The right amount of insurance for you is whatever it takes to cover the risks you’re most likely to face as a bike shop owner, while still leaving your plenty of cash flow to keep your shop operational. An insurance package specifically designed for bike shop owners, such as Bike Shop Insurance, is always a good bet. You can custom-tailor your specific coverage depending on how many employees you have, how many vehicles your business will be using, and what sorts of services you will provide, to get the perfect amount of coverage your business can afford.
10. How Will You Market Your Business?
Word-of-mouth-referrals and repeat customers are great for business, but you’re going to need a more modern marketing approach if you want to draw customers into your bike shop.
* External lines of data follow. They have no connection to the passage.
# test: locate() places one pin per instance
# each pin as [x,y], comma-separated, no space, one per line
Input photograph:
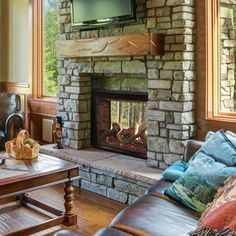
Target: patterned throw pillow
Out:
[220,217]
[197,187]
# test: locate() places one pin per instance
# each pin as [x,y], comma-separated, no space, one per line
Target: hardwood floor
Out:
[94,211]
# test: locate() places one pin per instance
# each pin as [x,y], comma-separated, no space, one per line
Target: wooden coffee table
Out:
[18,177]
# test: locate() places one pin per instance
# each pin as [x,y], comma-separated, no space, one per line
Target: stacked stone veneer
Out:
[114,186]
[170,78]
[227,55]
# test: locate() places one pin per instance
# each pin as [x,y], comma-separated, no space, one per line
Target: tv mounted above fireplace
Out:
[86,14]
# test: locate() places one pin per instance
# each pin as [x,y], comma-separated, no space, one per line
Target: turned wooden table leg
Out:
[70,217]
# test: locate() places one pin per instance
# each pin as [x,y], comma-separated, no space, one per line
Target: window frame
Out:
[37,52]
[208,114]
[214,86]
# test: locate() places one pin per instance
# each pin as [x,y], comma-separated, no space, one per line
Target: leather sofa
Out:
[11,117]
[154,213]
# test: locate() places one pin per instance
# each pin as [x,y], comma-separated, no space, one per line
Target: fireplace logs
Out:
[120,125]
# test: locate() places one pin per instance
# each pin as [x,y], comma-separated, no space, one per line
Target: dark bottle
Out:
[58,132]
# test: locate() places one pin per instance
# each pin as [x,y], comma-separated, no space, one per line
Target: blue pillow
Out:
[174,171]
[198,185]
[219,147]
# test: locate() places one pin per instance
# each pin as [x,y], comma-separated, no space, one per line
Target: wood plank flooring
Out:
[94,211]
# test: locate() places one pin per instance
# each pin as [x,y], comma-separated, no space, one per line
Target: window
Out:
[226,87]
[223,76]
[45,31]
[50,32]
[215,66]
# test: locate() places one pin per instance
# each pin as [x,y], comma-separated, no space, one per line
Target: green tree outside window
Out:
[51,15]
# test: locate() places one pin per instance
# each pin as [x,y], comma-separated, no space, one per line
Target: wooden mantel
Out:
[139,44]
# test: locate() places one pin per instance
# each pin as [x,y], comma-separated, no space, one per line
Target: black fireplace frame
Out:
[114,95]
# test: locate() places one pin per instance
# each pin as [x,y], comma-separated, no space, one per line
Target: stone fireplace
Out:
[166,80]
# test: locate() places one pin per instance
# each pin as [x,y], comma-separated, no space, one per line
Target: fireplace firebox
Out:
[119,122]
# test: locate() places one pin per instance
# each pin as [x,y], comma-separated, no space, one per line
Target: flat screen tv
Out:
[87,14]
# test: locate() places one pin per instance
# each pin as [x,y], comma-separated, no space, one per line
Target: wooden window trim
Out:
[207,70]
[37,52]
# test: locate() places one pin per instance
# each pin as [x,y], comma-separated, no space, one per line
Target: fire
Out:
[136,129]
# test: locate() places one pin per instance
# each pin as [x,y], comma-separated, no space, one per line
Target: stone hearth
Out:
[119,177]
[168,79]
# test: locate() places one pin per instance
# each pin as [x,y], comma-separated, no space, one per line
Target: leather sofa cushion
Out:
[110,232]
[151,215]
[159,187]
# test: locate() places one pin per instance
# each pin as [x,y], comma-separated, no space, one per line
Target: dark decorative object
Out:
[58,132]
[11,117]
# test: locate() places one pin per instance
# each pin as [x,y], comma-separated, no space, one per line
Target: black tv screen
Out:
[96,13]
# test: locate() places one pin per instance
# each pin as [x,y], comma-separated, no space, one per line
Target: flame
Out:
[136,129]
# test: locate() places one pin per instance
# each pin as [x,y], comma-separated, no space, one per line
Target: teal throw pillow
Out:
[175,171]
[197,187]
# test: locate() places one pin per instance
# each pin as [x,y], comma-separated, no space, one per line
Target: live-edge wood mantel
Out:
[139,44]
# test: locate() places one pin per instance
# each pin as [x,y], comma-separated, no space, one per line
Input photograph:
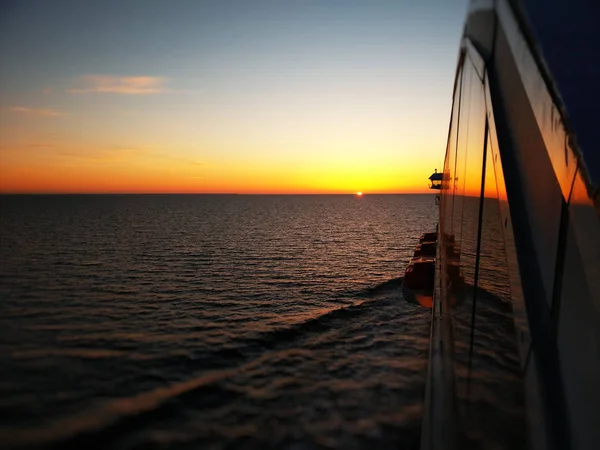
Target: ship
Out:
[512,273]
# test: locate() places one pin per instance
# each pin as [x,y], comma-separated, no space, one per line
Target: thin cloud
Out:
[120,85]
[37,111]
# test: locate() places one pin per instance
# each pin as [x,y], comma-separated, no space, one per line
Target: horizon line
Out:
[214,193]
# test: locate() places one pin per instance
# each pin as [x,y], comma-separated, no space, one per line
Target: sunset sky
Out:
[329,96]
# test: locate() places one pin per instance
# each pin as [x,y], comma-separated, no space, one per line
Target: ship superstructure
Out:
[515,351]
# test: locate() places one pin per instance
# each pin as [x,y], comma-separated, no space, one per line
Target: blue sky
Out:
[326,86]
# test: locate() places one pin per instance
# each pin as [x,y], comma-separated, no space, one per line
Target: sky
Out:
[294,96]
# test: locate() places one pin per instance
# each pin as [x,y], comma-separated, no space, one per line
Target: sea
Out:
[210,321]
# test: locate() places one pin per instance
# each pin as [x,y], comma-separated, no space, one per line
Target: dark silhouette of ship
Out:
[513,272]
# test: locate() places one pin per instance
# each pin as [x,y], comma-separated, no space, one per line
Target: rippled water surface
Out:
[210,321]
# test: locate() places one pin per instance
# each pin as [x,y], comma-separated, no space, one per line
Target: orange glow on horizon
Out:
[66,171]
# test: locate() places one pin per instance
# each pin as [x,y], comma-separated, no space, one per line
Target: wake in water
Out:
[349,377]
Today’s consumers do the majority of their research and buying decisions online, so your bike shop will need to be online, too.
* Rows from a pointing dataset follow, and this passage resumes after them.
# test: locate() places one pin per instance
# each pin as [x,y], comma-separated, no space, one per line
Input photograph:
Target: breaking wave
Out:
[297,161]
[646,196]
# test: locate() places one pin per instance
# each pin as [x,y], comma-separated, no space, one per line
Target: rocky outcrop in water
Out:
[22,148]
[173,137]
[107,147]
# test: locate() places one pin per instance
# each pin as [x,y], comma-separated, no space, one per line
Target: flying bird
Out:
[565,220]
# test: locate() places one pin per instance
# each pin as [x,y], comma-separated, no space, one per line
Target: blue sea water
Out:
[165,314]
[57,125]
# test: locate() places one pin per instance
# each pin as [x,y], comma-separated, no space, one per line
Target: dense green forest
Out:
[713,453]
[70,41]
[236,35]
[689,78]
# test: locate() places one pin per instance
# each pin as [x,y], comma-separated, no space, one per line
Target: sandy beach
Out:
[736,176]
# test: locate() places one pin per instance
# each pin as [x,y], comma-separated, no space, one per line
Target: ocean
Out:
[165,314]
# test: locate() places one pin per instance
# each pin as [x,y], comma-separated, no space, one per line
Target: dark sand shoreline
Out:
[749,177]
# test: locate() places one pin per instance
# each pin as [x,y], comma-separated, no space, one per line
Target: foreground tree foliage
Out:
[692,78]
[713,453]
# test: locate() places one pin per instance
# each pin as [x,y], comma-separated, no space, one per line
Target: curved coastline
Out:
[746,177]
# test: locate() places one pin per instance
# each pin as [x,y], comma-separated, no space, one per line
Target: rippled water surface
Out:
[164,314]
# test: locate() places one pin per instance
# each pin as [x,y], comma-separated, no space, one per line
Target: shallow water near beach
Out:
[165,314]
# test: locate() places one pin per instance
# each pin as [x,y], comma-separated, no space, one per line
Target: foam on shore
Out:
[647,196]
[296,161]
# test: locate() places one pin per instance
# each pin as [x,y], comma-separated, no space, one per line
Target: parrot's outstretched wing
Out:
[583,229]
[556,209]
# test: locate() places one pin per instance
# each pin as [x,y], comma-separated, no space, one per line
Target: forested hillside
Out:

Be sure to include the costs of getting your website up and running, website maintenance, and digital advertising into your financial considerations.
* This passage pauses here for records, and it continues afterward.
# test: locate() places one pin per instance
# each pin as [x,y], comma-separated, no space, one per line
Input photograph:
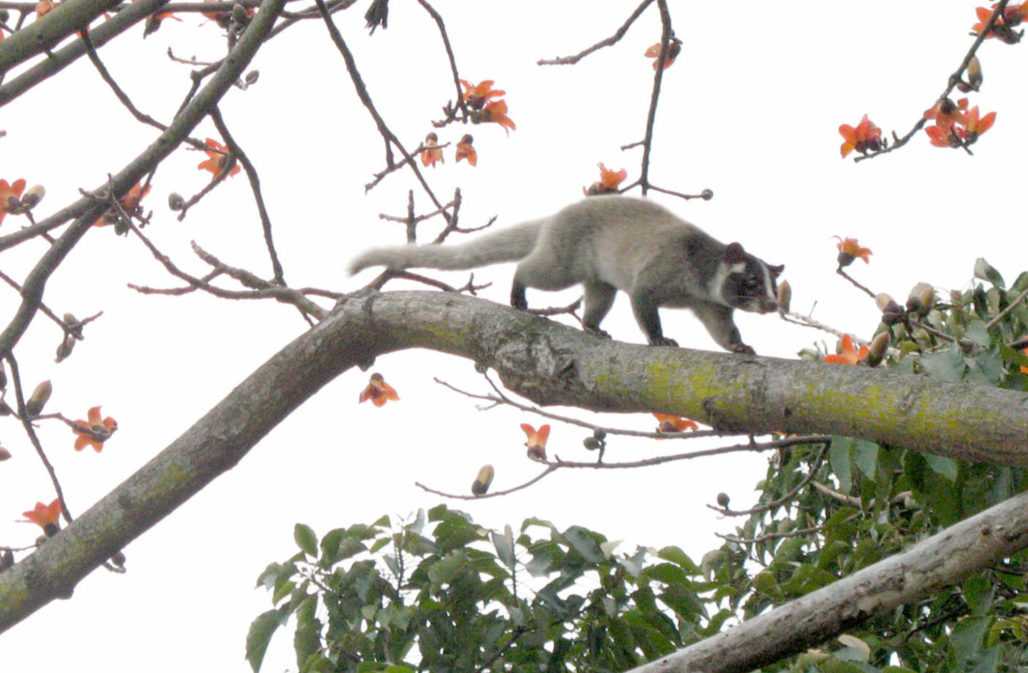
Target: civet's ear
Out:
[734,253]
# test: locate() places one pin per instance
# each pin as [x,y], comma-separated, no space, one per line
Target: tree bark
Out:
[550,364]
[932,563]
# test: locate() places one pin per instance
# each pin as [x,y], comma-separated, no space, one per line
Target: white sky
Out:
[749,110]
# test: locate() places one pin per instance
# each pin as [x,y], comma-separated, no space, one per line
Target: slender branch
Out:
[248,165]
[620,33]
[787,496]
[953,80]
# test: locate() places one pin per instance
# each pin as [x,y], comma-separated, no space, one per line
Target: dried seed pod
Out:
[921,299]
[784,297]
[481,484]
[879,345]
[39,399]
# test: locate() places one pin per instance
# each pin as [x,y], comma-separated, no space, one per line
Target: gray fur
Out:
[615,242]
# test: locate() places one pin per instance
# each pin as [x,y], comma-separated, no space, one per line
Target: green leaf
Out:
[985,271]
[942,465]
[305,538]
[306,640]
[504,545]
[584,541]
[945,365]
[680,558]
[866,457]
[967,637]
[841,463]
[260,633]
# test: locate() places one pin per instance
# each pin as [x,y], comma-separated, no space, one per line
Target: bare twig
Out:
[620,33]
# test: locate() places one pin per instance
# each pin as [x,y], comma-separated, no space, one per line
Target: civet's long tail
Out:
[508,245]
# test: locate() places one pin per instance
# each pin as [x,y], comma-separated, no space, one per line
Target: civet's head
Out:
[746,282]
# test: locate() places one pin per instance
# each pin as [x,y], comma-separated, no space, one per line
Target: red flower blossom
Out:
[673,49]
[94,432]
[849,250]
[431,154]
[864,138]
[378,391]
[476,96]
[848,353]
[672,423]
[7,192]
[218,157]
[536,440]
[465,150]
[46,517]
Your marketing plan should include digital efforts, such as blogging and website optimization, as well as strategic use of social media and paid advertisements to help your business get found online.
There’s a lot more to opening a bike shop than just finding a sweet spot for your shop and filling it with inventory. But the more work you do upfront to prepare, the more likely you are to find success in the end. Taking the time to learn what’s involved in opening a bike shop will put you one-step closer to achieving your dream.